4th ZEW conference on innovation economics and patent research & STRIKE final conference COST Network on 19.-20. May 2011

It ranged from the financing and incentives for the implementation of innovation activities in companies to influencing variables on the innovation success to the analysis of cooperative research by companies with scientific institutions. Other lectures dealt with the role of the scientist as an inventor and examined motivation, productivity and other influencing factors. A workshop organized by the CoReach network focused on various aspects of innovation activities in China. In addition, the value of patents, the strategic behavior of companies with regard to their patent applications and an efficient design of the patent system were discussed.

Knowledge diffusion and spatial proximity

As part of plenary lectures, leading scientists presented their latest research results in the field of innovation economics. Mark Schankerman from the London School of Economics used the example of the United States to show that knowledge generated by universities often only spreads locally. In her lecture, Paula Stephan from Georgia State University presented new research approaches in the field of science economics, for example in the field of the previously largely unknown role of equipment and material in research practice. Frank T. Rothaermel (Georgia Institute of Technology) gave a lecture on the innovation strategies of established companies that are intended to help respond to technological developments in the market. Ben Martin (Science and Technology Policy Research, Brighton) gave an overview of the 20 most important developments in innovation research over the past 50 years. He also gave an outline of the influence of scientific studies on science policy.

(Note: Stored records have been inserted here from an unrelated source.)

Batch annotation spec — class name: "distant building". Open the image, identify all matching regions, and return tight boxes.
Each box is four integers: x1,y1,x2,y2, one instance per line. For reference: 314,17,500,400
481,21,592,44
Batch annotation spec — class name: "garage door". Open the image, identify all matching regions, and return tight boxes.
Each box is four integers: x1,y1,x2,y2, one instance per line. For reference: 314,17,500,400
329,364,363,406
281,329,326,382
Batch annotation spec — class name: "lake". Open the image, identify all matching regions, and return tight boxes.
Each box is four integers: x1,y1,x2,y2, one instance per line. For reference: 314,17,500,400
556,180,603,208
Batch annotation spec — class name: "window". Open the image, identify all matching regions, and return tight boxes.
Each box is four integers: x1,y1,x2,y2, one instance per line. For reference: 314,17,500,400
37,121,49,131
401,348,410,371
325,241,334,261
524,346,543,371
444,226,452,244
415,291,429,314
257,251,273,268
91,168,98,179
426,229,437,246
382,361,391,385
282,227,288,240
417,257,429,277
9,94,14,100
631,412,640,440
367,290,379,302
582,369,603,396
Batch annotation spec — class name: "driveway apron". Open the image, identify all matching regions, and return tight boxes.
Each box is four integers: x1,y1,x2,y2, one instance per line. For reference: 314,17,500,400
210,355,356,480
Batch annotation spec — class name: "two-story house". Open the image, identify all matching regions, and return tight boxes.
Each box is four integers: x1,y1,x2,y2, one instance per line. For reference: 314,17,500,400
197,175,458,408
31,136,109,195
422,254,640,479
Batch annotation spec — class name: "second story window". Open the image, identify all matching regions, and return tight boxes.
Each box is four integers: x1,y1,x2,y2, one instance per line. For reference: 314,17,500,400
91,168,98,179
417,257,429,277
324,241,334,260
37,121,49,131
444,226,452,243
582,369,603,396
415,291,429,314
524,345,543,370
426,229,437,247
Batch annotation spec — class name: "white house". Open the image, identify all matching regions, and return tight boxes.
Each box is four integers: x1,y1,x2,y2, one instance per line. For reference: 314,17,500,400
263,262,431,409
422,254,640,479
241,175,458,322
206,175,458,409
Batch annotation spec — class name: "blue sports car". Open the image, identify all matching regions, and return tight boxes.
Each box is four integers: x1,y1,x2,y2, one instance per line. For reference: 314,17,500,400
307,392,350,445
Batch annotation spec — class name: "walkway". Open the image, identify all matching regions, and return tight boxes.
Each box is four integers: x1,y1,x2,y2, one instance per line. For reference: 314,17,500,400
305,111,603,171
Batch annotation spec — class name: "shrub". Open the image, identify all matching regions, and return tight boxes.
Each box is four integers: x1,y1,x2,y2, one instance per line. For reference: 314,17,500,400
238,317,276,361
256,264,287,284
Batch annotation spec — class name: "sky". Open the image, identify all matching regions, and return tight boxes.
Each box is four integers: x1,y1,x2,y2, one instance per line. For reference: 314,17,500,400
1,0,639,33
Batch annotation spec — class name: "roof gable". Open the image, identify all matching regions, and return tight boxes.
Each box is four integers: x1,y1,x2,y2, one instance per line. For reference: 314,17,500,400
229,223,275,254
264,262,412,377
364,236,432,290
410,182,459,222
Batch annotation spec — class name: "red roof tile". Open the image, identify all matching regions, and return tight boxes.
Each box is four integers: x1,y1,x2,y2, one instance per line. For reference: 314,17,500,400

From "Lisbon" to "Europe 2020"

The process of the Lisbon strategy on "Europe 2020" was discussed in a discussion round. The main focus was on possibilities for the realization of a European research area. Walter Mönig (Federal Ministry of Education and Research) discussed from the perspective of a member state, Agust Ingthorsson (University of Iceland) represented the perspective of a third country, Christian Tidona (Biotech Cluster Heidelberg) the company perspective and Reinhilde Veugelers (Katholieke Universiteit Leuven) spoke from an economic perspective. The discussion was moderated by Marianne Paasi (EU Commission).

The harmonization of the European patent system with a focus on the community patent planned by the EU was the subject of a further panel discussion moderated by Dietmar Harhoff (Ludwig Maximilians University Munich and Expert Commission for Research and Innovation). The chief economists of three patent offices could be won as participants: Nikolaus Thumm (European Patent Office), Tony Clayton (British Patent Office) and Stuart Graham (US Patent Office). The discussion showed that there is still a considerable need for harmonization with regard to the division of tasks between national and European patent offices.

The conference took place with financial support from the European research networks STRIKE (Science and Technology Research in a Knowledge-Based Economy) and CAED (Comparative Analysis of Enterprise Data). In addition, the Mannheim network MACCI (Mannheim Center for Competition and Innovation) supported the event.